6. Le syndicat des copropriétaires du [Adresse 5] fait grief à l'arrêt de rejeter sa demande en garantie à l'encontre de la société Financière rive gauche, venant aux droits de la société civile immobilière [Localité 17] Croix Nivert, devenue Atland résidentiel, au titre des condamnations prononcées contre elle au profit de M. et Mme [O], de M. [G] et du syndicat des copropriétaires du [Adresse 6], alors « que toute personne qui vend, après achèvement, un ouvrage qu'elle a construit ou fait construire est responsable de plein droit, envers l'acquéreur de l'ouvrage, des dommages qui en compromettent la solidité ou qui, l'affectant dans l'un de ses éléments constitutifs ou d'équipement, le rendent impropre à sa destination ; qu'en retenant, pour écarter la responsabilité de la société Atland développement, venant aux droits de la SCI [Localité 17] Croix Nivert, société de construction-vente, maître de l'ouvrage, de toute responsabilité des désordres affectant les murs mitoyens au jardin situés en fond de parcelle, qu'il n'était pas rapporté la preuve de son immixtion dans la réalisation des travaux de construction, quand, en sa qualité de vendeur-constructeur, la société Atland développement était responsable de plein droit des désordres décennaux affectant l'ouvrage qu'elle avait fait construire, puis revendu, la cour d'appel a violé les articles 1792 et 1792-1 du code civil. »

Réponse de la Cour

7. La cour d'appel a constaté que les dommages subis par les tiers victimes, à raison desquels le syndicat des copropriétaires du [Adresse 5], condamné à réparation sur le fondement du trouble anomal de voisinage, sollicitait la garantie du maître de l'ouvrage, résultaient de l'absence d'étanchéité de murs mitoyens enterrés, imputable au maître d'oeuvre et à l'entreprise de gros oeuvre auxquels celle-ci avait fait appel.

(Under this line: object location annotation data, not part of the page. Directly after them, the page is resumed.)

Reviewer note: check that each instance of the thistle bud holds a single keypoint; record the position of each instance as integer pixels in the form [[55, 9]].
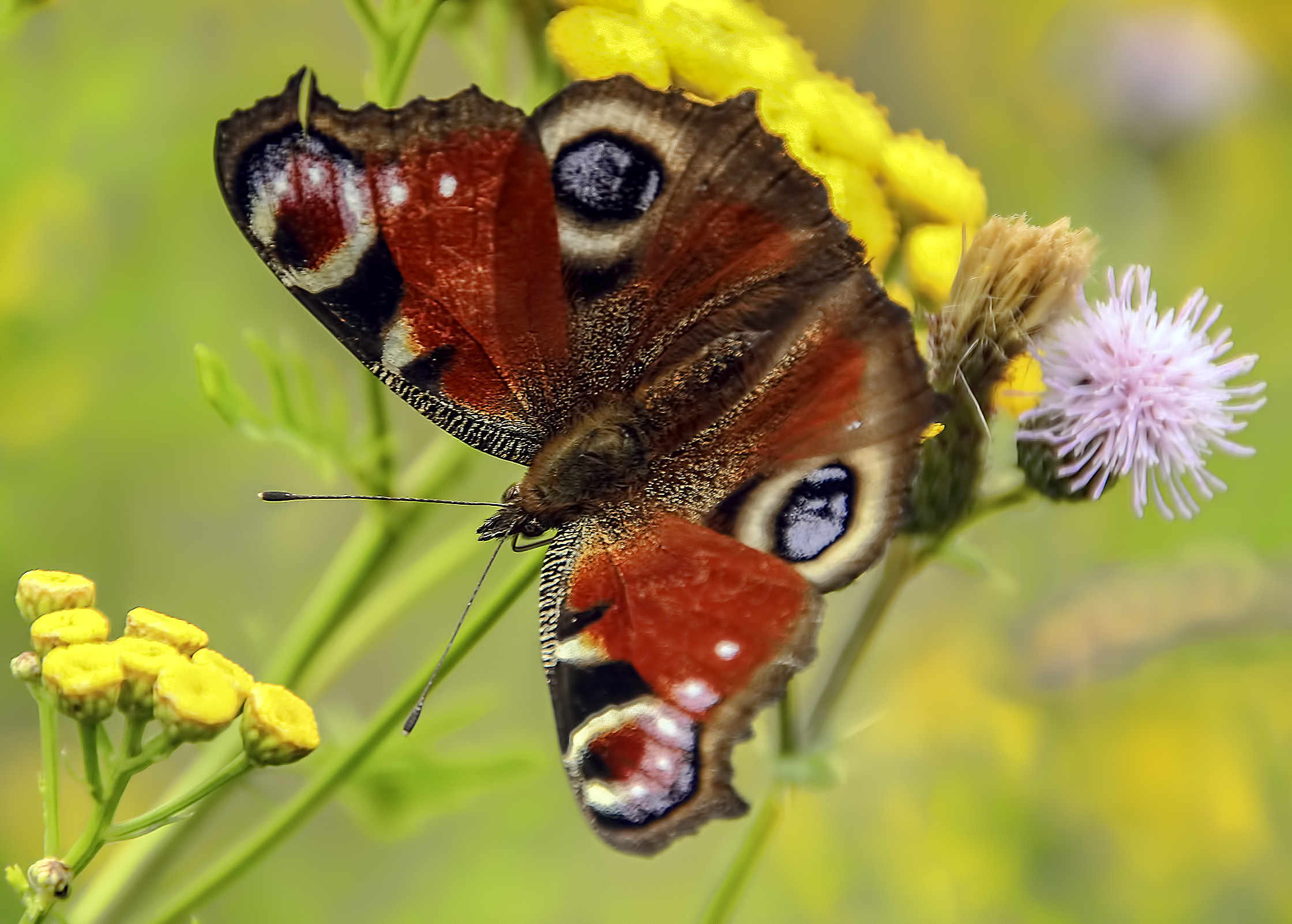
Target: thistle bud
[[142, 661], [1041, 467], [67, 627], [50, 877], [193, 702], [278, 727], [40, 592], [184, 637], [26, 667], [85, 680], [238, 676]]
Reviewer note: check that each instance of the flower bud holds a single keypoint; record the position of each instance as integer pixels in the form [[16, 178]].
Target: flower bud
[[193, 702], [278, 727], [238, 676], [84, 679], [1042, 467], [26, 667], [67, 627], [142, 661], [50, 877], [40, 592], [184, 637]]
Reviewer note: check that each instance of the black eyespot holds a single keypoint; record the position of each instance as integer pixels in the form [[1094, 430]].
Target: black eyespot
[[817, 513], [607, 178]]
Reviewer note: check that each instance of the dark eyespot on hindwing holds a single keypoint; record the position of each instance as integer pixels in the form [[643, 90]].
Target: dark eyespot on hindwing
[[817, 513], [606, 178]]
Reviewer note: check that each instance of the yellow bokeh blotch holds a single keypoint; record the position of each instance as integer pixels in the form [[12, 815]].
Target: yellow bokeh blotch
[[599, 43], [1021, 388], [932, 259], [618, 6], [932, 184]]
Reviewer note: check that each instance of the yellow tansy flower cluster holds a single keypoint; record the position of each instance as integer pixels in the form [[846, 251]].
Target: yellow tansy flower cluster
[[159, 668], [895, 190]]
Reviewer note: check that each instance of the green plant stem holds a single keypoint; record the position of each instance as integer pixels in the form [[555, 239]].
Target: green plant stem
[[48, 767], [755, 844], [89, 755], [902, 562], [132, 742], [313, 797], [168, 812], [348, 577], [407, 44]]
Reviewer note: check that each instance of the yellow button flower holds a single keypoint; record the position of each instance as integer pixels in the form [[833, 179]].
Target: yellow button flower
[[67, 627], [932, 259], [85, 680], [719, 48], [843, 121], [278, 727], [194, 702], [184, 637], [856, 198], [930, 184], [599, 43], [40, 592], [1021, 388], [142, 661], [26, 667], [238, 676], [628, 7]]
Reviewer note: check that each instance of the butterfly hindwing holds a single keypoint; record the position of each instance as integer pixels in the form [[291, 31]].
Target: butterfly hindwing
[[662, 638], [424, 238]]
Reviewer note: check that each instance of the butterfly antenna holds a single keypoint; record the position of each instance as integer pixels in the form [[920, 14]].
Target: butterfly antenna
[[288, 495], [422, 701]]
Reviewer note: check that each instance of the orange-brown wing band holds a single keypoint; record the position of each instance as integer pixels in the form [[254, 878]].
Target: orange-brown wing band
[[660, 647]]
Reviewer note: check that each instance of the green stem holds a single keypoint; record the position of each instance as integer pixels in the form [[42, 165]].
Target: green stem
[[133, 737], [168, 812], [348, 577], [380, 476], [92, 838], [901, 564], [89, 755], [313, 797], [408, 43], [48, 767], [786, 720], [756, 840]]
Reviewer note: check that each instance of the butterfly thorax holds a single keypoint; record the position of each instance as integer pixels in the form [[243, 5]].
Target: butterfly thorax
[[596, 460]]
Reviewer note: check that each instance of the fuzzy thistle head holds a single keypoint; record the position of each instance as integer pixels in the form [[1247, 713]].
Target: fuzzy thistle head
[[1013, 281]]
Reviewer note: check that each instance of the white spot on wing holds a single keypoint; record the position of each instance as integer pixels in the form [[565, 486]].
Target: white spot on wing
[[694, 694], [400, 348]]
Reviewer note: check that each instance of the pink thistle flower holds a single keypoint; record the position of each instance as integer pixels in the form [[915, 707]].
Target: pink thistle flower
[[1129, 392]]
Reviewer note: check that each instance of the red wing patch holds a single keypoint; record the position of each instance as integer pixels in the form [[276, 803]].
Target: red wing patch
[[666, 647], [426, 239]]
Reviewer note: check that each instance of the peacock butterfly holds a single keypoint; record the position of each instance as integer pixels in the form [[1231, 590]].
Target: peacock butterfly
[[647, 302]]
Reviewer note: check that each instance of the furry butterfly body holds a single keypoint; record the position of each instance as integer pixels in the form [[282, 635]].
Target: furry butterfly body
[[648, 303]]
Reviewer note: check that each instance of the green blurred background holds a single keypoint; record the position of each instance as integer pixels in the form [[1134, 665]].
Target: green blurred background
[[1087, 719]]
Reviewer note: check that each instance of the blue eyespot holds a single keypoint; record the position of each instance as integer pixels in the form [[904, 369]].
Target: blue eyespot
[[817, 513], [606, 178]]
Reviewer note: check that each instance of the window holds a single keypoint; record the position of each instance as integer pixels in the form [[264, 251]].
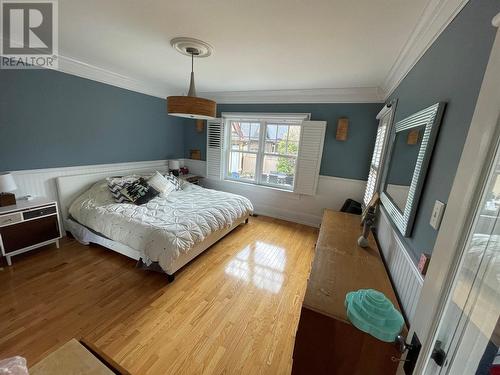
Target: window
[[385, 117], [263, 151], [279, 150]]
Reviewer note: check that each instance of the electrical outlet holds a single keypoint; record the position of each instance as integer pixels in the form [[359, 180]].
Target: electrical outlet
[[437, 214]]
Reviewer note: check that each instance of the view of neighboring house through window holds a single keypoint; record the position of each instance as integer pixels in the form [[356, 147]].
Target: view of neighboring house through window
[[263, 152]]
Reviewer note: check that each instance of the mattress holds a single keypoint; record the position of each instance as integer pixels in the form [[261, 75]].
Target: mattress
[[165, 227]]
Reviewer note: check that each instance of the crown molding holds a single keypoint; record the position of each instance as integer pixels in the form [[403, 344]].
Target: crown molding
[[78, 68], [341, 95], [437, 15]]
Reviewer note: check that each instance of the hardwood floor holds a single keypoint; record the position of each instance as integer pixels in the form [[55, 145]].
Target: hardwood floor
[[233, 310]]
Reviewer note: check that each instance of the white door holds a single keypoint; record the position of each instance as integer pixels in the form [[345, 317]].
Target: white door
[[446, 279], [468, 338]]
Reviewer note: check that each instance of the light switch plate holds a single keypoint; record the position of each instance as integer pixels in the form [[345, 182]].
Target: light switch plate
[[437, 214]]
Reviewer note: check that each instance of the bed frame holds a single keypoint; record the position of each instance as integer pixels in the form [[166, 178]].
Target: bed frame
[[70, 187]]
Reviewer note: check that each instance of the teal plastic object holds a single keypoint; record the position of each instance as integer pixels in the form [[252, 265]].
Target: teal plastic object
[[372, 312]]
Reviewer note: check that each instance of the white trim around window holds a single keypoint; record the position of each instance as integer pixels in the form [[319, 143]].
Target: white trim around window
[[268, 143]]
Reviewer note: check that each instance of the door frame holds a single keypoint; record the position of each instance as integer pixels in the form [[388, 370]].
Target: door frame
[[462, 201]]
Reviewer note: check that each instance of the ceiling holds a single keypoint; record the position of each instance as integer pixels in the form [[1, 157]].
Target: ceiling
[[258, 44]]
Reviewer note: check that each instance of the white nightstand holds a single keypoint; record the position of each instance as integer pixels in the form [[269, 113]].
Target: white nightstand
[[28, 225]]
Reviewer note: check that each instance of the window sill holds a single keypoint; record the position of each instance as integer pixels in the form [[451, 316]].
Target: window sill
[[256, 186]]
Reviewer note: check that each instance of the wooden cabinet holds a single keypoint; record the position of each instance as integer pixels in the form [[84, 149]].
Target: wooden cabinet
[[326, 342], [27, 226]]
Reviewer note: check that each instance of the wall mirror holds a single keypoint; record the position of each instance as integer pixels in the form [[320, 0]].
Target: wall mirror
[[409, 151]]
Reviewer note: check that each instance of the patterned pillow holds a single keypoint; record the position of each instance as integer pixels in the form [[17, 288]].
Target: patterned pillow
[[162, 184], [116, 185], [139, 192], [174, 180]]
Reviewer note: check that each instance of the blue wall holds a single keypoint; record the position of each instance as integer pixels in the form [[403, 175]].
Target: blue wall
[[52, 119], [451, 70], [347, 159]]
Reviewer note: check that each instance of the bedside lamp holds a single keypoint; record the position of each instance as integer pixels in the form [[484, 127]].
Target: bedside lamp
[[7, 184], [174, 166]]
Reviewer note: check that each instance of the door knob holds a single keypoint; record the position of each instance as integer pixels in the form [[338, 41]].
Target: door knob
[[438, 354]]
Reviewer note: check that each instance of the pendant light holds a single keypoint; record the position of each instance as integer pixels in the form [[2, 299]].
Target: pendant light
[[191, 106]]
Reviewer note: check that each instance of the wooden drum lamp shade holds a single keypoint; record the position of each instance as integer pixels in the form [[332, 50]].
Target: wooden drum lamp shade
[[191, 107]]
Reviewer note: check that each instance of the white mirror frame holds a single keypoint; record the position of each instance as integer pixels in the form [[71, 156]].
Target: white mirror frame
[[431, 119]]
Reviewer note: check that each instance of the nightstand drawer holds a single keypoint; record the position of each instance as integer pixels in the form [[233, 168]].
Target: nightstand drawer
[[29, 233], [44, 211], [10, 219]]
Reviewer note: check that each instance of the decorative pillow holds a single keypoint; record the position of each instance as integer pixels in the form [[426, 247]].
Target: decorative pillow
[[140, 192], [174, 180], [117, 184], [161, 184]]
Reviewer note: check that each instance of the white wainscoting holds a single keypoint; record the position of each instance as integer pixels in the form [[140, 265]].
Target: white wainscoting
[[407, 279], [332, 193]]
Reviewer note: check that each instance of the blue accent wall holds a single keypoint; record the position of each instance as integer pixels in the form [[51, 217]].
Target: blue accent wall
[[51, 119], [451, 71], [347, 159]]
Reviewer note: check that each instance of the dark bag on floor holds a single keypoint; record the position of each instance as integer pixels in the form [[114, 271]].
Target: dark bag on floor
[[352, 207]]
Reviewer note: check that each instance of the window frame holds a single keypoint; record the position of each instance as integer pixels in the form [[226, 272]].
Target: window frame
[[387, 111], [264, 120]]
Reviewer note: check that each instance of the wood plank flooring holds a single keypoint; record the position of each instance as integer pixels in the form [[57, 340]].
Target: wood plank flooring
[[233, 310]]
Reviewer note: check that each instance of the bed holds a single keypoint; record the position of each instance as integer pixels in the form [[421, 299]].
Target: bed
[[167, 232]]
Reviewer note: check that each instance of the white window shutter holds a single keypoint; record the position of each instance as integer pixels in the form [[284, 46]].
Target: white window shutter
[[312, 137], [215, 147]]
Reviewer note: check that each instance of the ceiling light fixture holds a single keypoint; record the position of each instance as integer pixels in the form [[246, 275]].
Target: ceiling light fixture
[[191, 106]]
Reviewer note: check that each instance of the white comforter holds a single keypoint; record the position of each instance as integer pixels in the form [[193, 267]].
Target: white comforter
[[164, 227]]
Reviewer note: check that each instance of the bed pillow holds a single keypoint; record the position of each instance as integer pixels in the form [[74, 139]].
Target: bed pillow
[[174, 180], [161, 184], [116, 185], [140, 192]]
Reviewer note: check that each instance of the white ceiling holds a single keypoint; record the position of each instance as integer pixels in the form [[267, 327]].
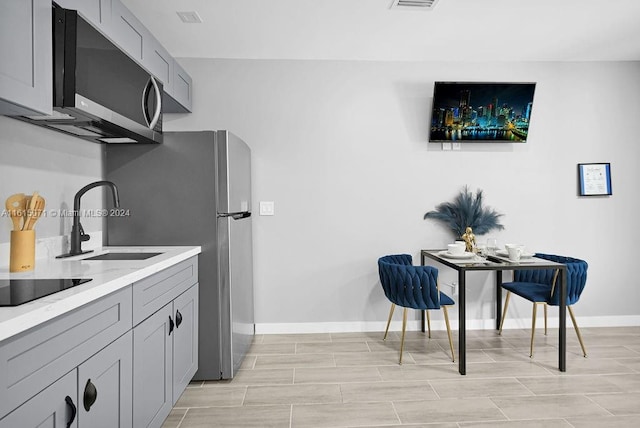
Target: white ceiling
[[455, 30]]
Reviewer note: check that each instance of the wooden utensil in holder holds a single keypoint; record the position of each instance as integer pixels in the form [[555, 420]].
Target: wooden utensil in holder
[[24, 212]]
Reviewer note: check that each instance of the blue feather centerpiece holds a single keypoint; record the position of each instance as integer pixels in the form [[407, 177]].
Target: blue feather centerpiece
[[466, 210]]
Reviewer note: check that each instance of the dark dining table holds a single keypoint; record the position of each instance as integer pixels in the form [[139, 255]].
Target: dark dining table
[[471, 263]]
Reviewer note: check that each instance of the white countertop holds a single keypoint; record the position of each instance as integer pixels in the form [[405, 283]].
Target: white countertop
[[107, 276]]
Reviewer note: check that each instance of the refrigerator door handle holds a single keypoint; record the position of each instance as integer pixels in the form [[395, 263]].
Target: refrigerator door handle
[[236, 216]]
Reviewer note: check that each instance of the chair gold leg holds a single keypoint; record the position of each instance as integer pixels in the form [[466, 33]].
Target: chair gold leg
[[575, 325], [533, 328], [504, 311], [446, 320], [404, 326], [393, 306]]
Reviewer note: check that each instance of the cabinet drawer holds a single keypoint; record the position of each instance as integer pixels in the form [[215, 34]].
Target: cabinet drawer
[[31, 362], [154, 292]]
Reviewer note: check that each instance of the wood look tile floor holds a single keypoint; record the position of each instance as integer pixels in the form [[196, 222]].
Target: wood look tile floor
[[354, 380]]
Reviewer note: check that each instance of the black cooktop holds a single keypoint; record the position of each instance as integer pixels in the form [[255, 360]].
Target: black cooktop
[[14, 292]]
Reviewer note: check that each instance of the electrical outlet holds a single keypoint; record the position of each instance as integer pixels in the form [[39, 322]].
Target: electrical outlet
[[267, 208]]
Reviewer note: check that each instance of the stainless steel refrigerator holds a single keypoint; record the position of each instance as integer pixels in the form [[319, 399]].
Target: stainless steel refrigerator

8. Ayant souverainement retenu qu'aucune immixtion fautive du maître de l'ouvrage dans les travaux de construction ayant causé lesdits dommages n'était établie, elle en a déduit, à bon droit, que les recours du syndicat des copropriétaires du [Adresse 5] contre celui-ci ne pouvaient être accueillis.

9. Le moyen n'est donc pas fondé.

Mais sur le premier moyen, en ce qu'il vise le rejet de la demande du syndicat des copropriétaires du [Adresse 5] à l'encontre de la société Financière rive gauche, venant aux droits de la société civile immobilière [Localité 17] Croix Nivert, devenue Atland résidentiel, au titre du coût des travaux nécessaires pour remédier aux désordres affectant les ouvrages qu'elle a fait réaliser

Enoncé du moyen

10. Le syndicat des copropriétaires du [Adresse 5] fait grief à l'arrêt de rejeter sa demande contre la société Financière rive gauche, venant aux droits de la société civile immobilière [Localité 17] Croix Nivert, devenue Atland résidentiel, au titre du coût des travaux nécessaires pour remédier aux désordres entachant les ouvrages qu'elle a fait réaliser, alors « que toute personne qui vend, après achèvement, un ouvrage qu'elle a construit ou fait construire est responsable de plein droit, envers l'acquéreur de l'ouvrage, des dommages qui en compromettent la solidité ou qui, l'affectant dans l'un de ses éléments constitutifs ou d'équipement, le rendent impropre à sa destination ; qu'en retenant, pour écarter la responsabilité de la société Atland Développement, venant aux droits de la SCI [Localité 17] Croix Nivert, société de construction-vente, maître de l'ouvrage, de toute responsabilité des désordres affectant les murs mitoyens au jardin situés en fond de parcelle, qu'il n'était pas rapporté la preuve de son immixtion dans la réalisation des travaux de construction, quand, en sa qualité de vendeur-constructeur, la société Altand Developpement était responsable de plein droit des des désordres décennaux affectant l'ouvrage qu'elle avait fait construire, puis revendu, la cour d'appel a violé les articles 1792 et 1792-1 du code civil. »

Réponse de la Cour

Recevabilité du moyen

11. La société Atland résidentiel, venant aux droits de la société civile immobilière [Localité 17] Croix Nivert, conteste la recevabilité du moyen au motif que celui-ci est nouveau, mélangé de fait et de droit.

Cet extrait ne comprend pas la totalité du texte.